Abstract Effects of horizontal geometrical spreading on the amplitude variation with height of linear three-dimensional hydrostatic orographic gravity waves (OGWs) are quantified via relevant simplifications to the governing transform relations, leading to analytical solutions. The analysis is restricted to elliptical Gaussian obstacles with principal axes aligned parallel and perpendicular to unidirectional shear flow and to vertical displacement and steepness amplitudes, given their relevance to OGW drag parameterizations in global models. Two solutions are derived: a “small l” solution in which horizontal wavenumbers l orthogonal to the flow are taken to be much smaller than those parallel to the flow, and a “single k” solution in which horizontal wavenumbers k parallel to the flow have a single mean value.

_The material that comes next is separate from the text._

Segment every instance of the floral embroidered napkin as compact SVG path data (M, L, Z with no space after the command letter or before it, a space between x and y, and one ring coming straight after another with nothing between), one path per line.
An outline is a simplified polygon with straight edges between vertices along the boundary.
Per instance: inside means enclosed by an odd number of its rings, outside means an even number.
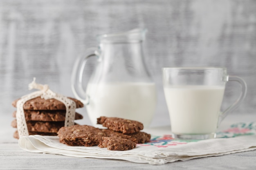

The resulting analytical relations, valid for arbitrary vertical profiles of upstream winds and stability, depend only on the obstacle’s elliptical aspect ratio β and a normalized height coordinate incorporating wind and stability variations. These analytical approximations accurately reproduce the salient features of the exact numerical transform solutions. These include monotonic decreases with height that asymptotically approach z−1/2 forms at large z and strong β dependence in amplitude diminution with height. Steepness singularities close to the surface are shown to be a mathematical consequence of the Hilbert transform approach to deriving complex wavefield solutions. These approximate analytical solutions for horizontal geometrical spreading effects on wave amplitude highlight the importance of this missing physics for current parameterizations of OGW drag and offer an accurate and efficient means of incorporating some of these omitted effects.